Tony Allen, the university’s president, said in a statement Friday that the university conducted its own investigation into the incident and found that “the stop and search raises serious constitutional and civil rights issues.”
“From our standpoint, the evidence is clear and compelling,” Allen said.
Liberty County Sheriff William Bowman, who is Black, said his office is conducting a formal review of the traffic stop. He said deputies had stopped other commercial vehicles the same morning along I-95 and found drugs on a different bus. The team’s chartered bus was stopped because it was traveling in the left lane, which is illegal in Georgia.
The sheriff said deputies decided to search the team’s bus when a drug-sniffing dog “alerted” alongside it.
“I do not exercise racial profiling, allow racial profiling or encourage racial profiling,” Bowman told reporters. The sheriff added that based on what he already knows about the stop he believes it was legal.
Georgia courts have held that the odor of marijuana is enough to give authorities probable cause to search vehicles without a warrant. The sheriff said he welcomed feedback from the lacrosse team.
No one was arrested or charged after the search. The sheriff said the bus driver was given a warning.
In an exclusive interview with CBS Philly Friday, Allen said he had a “cordial” conversation with the sheriff after the incident, but noted the two “disagree on the merits.”
Video posted online by a Delaware State lacrosse player shows two White deputies on the bus. One of them tells the bus passengers that possessing marijuana is illegal in Georgia.
“If there is anything in y’all’s luggage, we’re probably going to find it, OK,” the deputy says. “I’m not looking for a little bit of marijuana, but I’m pretty sure you guys’ chaperones are probably going to be disappointed in you if we find any.”
The deputy continues: “You guys are on a lacrosse team, correct? If there is something in there that is questionable, please tell me now. Because if we find it, guess what? We’re not going to be able to help you.”
Videos taken during the incident also appear to show authorities looking through the student athletes’ bags and other personal belongings.
Speaking with CBS Philly, Allen commended the entire team’s response to the incident.
“How they comported themselves, both on that bus that day and since, suggests a lot about the future of our young people,” he said, adding that they are doing “great” despite the “emotional trauma” of the incident.
Sydney Anderson, the student who posted the video, wrote in the campus publication The Hornet Newspaper that team members felt there was “underlying racism” behind the search.
“The team members were in shock, as they witnessed the officers rambling through their bags,” Anderson wrote. “They brought the K-9 dog out to sniff their luggage. The cops began tossing underwear and other feminine products, in an attempt to locate narcotics.”
On Friday, Allen also praised Anderson’s bravery in reporting on the incident in a statement. “I cannot say enough about the dignity, grace, and resolve of our student-athletes as well as that of our student-athlete-journalist Sydney Anderson.”
He said that the university’s “most immediate concern” is the wellbeing of those who were onboard the bus at the time of the stop.
“We realize that in this current environment, even a traffic stop can be alarming to citizens, especially African Americans,” Allen said.

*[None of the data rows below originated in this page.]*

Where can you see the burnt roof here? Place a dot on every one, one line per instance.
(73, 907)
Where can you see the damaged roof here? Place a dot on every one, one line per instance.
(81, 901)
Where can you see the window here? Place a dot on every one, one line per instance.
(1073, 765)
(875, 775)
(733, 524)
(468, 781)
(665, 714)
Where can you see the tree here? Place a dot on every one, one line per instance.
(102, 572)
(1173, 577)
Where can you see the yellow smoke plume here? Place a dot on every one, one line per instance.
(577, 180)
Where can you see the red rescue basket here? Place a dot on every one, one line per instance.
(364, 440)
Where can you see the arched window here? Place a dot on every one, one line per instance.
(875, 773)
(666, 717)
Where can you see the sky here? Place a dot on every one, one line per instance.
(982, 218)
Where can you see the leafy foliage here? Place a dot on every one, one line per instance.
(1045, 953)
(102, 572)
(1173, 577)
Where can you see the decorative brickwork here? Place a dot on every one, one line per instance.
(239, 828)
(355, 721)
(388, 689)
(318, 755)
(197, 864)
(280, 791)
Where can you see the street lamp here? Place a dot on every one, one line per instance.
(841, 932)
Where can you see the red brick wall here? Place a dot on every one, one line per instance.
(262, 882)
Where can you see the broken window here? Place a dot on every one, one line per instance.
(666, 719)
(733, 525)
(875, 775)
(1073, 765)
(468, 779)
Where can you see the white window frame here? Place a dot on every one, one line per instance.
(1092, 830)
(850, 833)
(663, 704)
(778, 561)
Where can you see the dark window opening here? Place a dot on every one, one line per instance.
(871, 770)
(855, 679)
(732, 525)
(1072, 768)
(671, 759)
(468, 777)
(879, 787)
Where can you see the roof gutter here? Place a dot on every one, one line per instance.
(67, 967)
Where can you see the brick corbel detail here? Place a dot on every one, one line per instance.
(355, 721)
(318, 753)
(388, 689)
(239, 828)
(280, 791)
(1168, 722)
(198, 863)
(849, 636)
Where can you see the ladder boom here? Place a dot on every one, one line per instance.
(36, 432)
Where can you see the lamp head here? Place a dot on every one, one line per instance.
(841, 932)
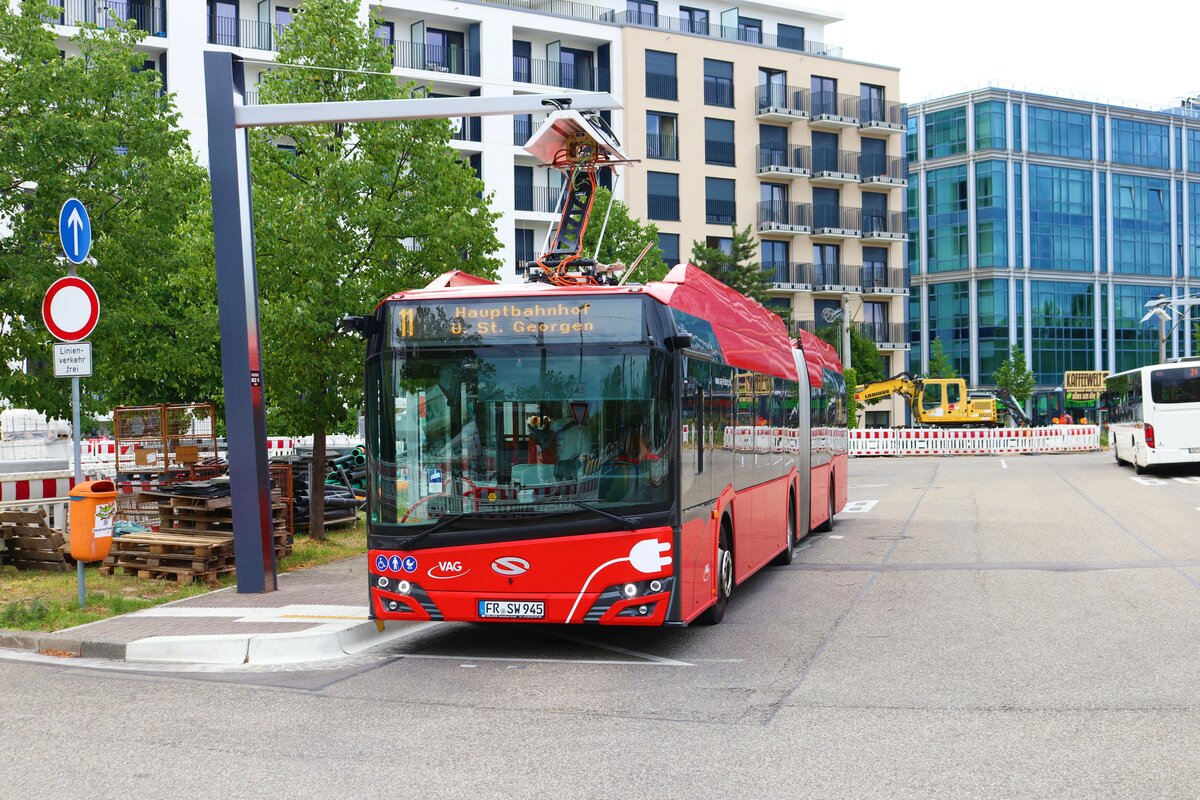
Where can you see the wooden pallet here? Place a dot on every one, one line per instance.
(27, 542)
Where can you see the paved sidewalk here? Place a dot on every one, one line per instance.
(317, 613)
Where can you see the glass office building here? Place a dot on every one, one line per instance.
(1049, 222)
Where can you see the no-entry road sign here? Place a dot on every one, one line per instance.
(71, 308)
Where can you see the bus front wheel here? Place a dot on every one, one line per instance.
(715, 613)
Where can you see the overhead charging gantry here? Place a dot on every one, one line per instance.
(233, 229)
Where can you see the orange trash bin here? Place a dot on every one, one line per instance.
(93, 511)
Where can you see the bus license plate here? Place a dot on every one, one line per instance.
(511, 609)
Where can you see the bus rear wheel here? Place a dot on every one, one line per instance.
(715, 613)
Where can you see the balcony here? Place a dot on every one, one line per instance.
(837, 222)
(785, 217)
(663, 145)
(887, 226)
(774, 162)
(883, 172)
(433, 58)
(879, 280)
(663, 206)
(720, 212)
(147, 14)
(540, 199)
(837, 278)
(834, 167)
(832, 112)
(880, 116)
(777, 103)
(887, 336)
(789, 275)
(245, 32)
(557, 73)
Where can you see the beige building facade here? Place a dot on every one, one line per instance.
(804, 146)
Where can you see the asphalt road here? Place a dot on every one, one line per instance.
(973, 627)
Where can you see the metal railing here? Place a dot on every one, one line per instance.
(883, 332)
(661, 145)
(827, 103)
(720, 212)
(147, 14)
(718, 91)
(879, 110)
(543, 199)
(774, 215)
(661, 85)
(774, 96)
(663, 206)
(837, 275)
(790, 272)
(844, 162)
(718, 151)
(889, 168)
(876, 276)
(837, 217)
(557, 73)
(885, 224)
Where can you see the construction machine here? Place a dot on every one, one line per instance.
(946, 402)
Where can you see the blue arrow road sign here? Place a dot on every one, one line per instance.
(75, 230)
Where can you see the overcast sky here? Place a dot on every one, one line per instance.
(1145, 54)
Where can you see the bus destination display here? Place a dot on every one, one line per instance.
(520, 320)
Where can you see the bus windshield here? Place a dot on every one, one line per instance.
(490, 435)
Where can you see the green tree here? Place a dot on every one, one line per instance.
(99, 127)
(939, 362)
(737, 268)
(624, 239)
(347, 214)
(1014, 376)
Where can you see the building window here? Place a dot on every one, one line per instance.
(1056, 132)
(870, 103)
(720, 208)
(791, 37)
(823, 96)
(719, 142)
(718, 83)
(750, 30)
(661, 136)
(669, 246)
(1141, 232)
(663, 196)
(946, 132)
(990, 125)
(1060, 218)
(946, 209)
(642, 12)
(694, 20)
(991, 214)
(660, 76)
(1140, 144)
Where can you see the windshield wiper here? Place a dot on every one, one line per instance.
(432, 529)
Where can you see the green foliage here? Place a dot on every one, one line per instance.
(624, 239)
(1014, 376)
(851, 376)
(349, 214)
(738, 268)
(95, 127)
(939, 362)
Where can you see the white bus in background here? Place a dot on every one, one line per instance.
(1155, 414)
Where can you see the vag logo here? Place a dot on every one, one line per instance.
(444, 570)
(510, 565)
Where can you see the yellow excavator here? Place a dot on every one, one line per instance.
(946, 402)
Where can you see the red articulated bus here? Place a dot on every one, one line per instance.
(613, 455)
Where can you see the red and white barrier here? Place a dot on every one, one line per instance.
(976, 441)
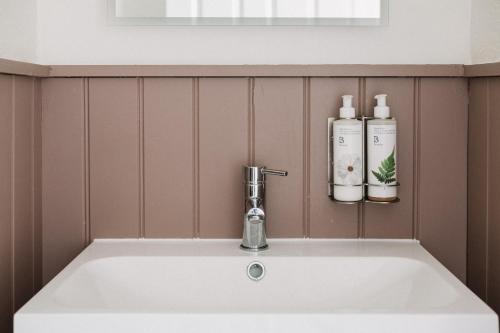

The university’s president added Friday that while the recent bomb threats on HBCU campuses provide a perspective for the administration’s concern, the school is determined to take action.
“We do not teach our students to be submissive,” Allen said. “We teach them to be empowered and to use their voices for good — to be engaged in things greater than their own self-interests. That is why the best among our nation are behind them and why they shall not be moved.”